If your watch is music compatible, load it up with music
If you have Spotify premium, this is an incredibly quick and easy process. All you need is your watch, your smartphone, and a secure Wi-fi network. Scroll through the arrow until it gets to music, select “Add Music” and follow the instructions.
If you bought your watch for its topographical mapping features, load it up with some GPXs and go exploring
As a criminally sub-par navigator with very mediocre map reading skills,* the topographical mapping on my Forerunner 945 has allowed me to travel relatively quickly through the mountains and wilder regions where I haven’t been able to rely on local trail knowledge.
Even on marked ultra races, different race directors’ definitions of “marked” can definitely be complimented by a reliable GPX file. The GPX on your watch also can’t be vandalised by local hooligans (the same cannot be said for course marking flags and arrows).
*While slow and far from an expert, I can read a map. Remember, if you run out of battery or you have an accident and break your device, a map and compass could save your life.

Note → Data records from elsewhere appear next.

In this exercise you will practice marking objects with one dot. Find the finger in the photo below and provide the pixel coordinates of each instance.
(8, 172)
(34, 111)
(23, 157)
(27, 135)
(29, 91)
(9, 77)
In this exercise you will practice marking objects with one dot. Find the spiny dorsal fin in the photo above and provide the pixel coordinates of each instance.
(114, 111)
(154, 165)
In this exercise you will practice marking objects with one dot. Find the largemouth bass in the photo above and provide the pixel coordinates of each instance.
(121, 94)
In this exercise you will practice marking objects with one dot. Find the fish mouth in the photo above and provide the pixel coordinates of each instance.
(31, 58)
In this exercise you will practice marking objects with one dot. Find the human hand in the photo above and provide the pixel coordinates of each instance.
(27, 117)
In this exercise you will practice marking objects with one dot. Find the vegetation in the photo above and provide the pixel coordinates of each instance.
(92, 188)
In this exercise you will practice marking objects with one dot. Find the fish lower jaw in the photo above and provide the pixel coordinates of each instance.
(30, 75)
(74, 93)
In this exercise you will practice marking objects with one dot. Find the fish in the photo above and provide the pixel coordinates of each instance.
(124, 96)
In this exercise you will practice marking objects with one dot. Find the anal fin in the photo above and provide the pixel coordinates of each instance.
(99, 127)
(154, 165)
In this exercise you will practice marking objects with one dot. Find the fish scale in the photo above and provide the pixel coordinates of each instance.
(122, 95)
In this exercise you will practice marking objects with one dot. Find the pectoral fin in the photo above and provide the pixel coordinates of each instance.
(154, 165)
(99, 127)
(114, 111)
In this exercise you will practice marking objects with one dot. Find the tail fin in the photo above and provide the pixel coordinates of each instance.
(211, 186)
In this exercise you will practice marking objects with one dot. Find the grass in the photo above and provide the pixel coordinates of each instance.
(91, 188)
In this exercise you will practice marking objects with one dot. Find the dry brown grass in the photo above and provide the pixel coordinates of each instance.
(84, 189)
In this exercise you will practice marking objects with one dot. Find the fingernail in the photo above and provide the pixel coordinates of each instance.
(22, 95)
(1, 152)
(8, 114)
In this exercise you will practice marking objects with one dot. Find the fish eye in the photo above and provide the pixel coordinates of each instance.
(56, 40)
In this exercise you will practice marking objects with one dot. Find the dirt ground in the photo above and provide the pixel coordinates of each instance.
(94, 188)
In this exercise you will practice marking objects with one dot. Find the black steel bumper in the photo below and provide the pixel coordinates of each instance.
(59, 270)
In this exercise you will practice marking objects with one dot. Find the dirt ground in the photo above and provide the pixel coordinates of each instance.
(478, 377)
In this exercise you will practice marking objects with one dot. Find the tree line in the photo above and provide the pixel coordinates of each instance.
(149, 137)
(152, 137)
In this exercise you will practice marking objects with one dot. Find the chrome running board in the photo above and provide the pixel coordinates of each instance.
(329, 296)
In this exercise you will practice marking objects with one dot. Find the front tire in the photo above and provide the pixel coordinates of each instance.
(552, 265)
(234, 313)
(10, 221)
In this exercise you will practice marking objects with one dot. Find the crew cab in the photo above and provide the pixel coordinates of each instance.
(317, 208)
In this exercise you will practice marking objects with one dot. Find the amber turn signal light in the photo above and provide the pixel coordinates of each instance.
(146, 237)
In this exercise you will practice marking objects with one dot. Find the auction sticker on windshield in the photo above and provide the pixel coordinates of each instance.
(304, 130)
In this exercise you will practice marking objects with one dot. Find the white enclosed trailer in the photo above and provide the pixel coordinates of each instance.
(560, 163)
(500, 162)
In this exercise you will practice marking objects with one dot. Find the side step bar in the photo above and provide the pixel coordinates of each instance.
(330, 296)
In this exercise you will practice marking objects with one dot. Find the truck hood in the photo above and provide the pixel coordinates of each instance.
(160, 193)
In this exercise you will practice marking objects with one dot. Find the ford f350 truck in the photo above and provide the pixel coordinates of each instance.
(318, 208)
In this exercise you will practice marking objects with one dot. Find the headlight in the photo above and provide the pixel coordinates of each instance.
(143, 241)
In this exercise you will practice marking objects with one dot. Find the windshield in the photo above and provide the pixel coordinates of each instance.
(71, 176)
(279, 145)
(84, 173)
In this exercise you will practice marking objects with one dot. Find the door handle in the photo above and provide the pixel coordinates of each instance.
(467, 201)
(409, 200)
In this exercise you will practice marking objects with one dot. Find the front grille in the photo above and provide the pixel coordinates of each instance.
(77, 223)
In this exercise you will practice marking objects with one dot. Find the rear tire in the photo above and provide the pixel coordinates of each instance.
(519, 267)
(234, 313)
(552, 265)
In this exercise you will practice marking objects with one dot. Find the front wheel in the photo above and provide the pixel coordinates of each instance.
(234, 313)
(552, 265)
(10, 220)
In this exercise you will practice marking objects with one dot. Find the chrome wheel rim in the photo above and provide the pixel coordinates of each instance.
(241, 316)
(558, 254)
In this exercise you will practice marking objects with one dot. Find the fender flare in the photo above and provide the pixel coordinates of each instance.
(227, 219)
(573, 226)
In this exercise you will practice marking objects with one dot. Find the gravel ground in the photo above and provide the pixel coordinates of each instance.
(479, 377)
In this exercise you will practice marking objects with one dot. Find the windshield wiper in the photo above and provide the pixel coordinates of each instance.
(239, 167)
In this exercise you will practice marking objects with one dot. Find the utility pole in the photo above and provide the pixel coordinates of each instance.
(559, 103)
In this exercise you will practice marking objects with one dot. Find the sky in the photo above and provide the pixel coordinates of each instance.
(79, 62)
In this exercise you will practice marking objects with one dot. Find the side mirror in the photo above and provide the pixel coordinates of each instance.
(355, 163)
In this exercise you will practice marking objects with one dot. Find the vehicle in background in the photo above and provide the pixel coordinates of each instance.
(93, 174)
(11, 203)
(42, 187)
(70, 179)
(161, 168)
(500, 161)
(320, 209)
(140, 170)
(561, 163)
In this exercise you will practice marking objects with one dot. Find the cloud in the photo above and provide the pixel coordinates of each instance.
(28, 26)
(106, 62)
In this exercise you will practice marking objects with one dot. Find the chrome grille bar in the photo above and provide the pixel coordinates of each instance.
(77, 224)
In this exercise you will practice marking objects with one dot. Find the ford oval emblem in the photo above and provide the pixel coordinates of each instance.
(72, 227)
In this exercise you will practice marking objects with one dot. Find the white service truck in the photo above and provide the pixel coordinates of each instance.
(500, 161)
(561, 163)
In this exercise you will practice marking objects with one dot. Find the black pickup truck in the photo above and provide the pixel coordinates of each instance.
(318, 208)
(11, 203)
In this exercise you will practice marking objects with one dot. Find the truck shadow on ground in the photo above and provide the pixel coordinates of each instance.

Be precious about that optical heart rate sensor
Wrist-based HR monitors have always gotten a bad rap for their accuracy, and on early watches with this feature, that may have been deserved, but the newer versions using the ELEVATE optical HR sensor (the Forerunner 45, 245, 945 and subsequent models) have shown far more accurate readings at higher intensities.
The HR monitor works by flashing lights against your skin, so if that sensor gets scratched, it will distort its accuracy at higher intensities (even sensors that have long since lost their ability to be reliable at higher intensities prove more than adequate for things like sleep tracking and resting HR readings). Whenever you take it off, take the time to not place the sensor against hard surfaces - protect the sensor with the silicone strap.
Equally, if your training lives and dies by HR accuracy, you’d be well served to pair your watch with a more traditional and more reliable chest strap.
But most importantly, don’t let it distract you from the run
Garmin watches are great, but you’ll have all the data at the end of the run to sift through to your heart’s content. When you’re on the move, stay safe, don’t accidentally barge over a pedestrian, don’t miss that annoying pothole and demolish an ankle, and take in the experience of being healthy and outside.